The Grand Canyon is one of the Seven Wonders of the Natural World, and is forever showing up on lists of "Places to See Before You Die." For these reasons, the Canyon has become a place of pilgrimage...a place one HAS to visit if life is to be complete. This is a great reason to come, IF you get a well-rounded look at the place. If you plan to make a visit like the one the Griswold's made in National Lampoon's Vacation, you might as well stay home and rent that movie instead.
Others come seeking high adventure. Two very popular options are rafting the Colorado River as it wends its way through the Canyon, or taking a multi-day hike from "rim to river" and back. It's that last part ("and back") that causes a lot of folks difficulty. Make no mistake...hiking deep into the Canyon is tough work. Despite the apparent ease of going downhill for several miles, there are three things many first-time hikers forget about: (1) long walks downhill are VERY tough on the knees; (2) long walks downhill are VERY tough on the toenails (gross but true: one of the most common injuries at Grand Canyon is toenail loss....EWWWWWW!); and (3)every trip down must be followed by a trip back up that far exceeds the trip down in terms of both time and difficulty. Don't get me wrong: an intimate experience one on one with this magical place is a highlight of my life, but it is not something to be taken lightly.
Now, my guess is that most people reading this journal don't fall into either one of the categories described above; you're not Chevy Chase in Vacation, but you're not Canyon explorer John Wesley Powell, either.

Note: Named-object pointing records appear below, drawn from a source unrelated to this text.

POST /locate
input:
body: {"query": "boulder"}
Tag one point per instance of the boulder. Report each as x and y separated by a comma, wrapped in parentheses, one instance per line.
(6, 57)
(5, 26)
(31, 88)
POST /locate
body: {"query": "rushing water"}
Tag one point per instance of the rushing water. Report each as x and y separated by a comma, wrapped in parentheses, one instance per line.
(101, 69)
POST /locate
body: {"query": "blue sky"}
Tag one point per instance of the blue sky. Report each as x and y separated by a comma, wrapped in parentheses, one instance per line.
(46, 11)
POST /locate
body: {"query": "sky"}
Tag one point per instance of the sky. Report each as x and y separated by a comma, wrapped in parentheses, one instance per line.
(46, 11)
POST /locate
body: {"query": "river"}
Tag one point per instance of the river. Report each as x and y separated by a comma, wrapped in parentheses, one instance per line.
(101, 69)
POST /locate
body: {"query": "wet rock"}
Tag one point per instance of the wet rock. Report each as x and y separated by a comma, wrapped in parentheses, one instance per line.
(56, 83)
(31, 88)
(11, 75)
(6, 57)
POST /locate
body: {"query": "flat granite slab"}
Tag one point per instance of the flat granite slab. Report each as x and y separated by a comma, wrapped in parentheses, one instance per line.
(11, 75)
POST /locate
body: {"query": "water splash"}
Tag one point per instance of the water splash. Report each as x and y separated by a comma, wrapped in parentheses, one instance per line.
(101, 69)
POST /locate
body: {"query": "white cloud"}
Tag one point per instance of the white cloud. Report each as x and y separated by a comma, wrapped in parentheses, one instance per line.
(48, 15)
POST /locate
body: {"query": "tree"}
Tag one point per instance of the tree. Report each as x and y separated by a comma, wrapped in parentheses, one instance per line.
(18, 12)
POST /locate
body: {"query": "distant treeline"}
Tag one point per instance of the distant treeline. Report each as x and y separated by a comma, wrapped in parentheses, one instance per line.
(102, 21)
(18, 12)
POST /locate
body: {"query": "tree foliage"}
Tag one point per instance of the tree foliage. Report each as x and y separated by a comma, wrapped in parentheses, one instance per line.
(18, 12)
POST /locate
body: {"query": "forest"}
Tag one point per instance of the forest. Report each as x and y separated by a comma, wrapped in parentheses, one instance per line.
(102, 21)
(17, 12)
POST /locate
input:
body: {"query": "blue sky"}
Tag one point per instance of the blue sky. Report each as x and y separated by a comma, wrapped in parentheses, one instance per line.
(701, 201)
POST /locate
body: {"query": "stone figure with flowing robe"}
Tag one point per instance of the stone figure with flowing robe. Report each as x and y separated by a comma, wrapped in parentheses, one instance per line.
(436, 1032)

You fall somewhere in the middle. Well, that describes me to a tee. Yes, I'm a park ranger, and yes, I've hiked to the bottom and back (in a blinding snowstorm no less!), but my greatest experiences here have been far simpler: watching clouds race up and down buttes and walls, enjoying a fine breakfast in the historic El Tovar Hotel, seeing a California Condor and realizing that it is one of the rarest animals in the world, and sitting under an icicle-draped pine bough just below the rim and reflecting on my life and where it needed to go. I'm just an average Joe.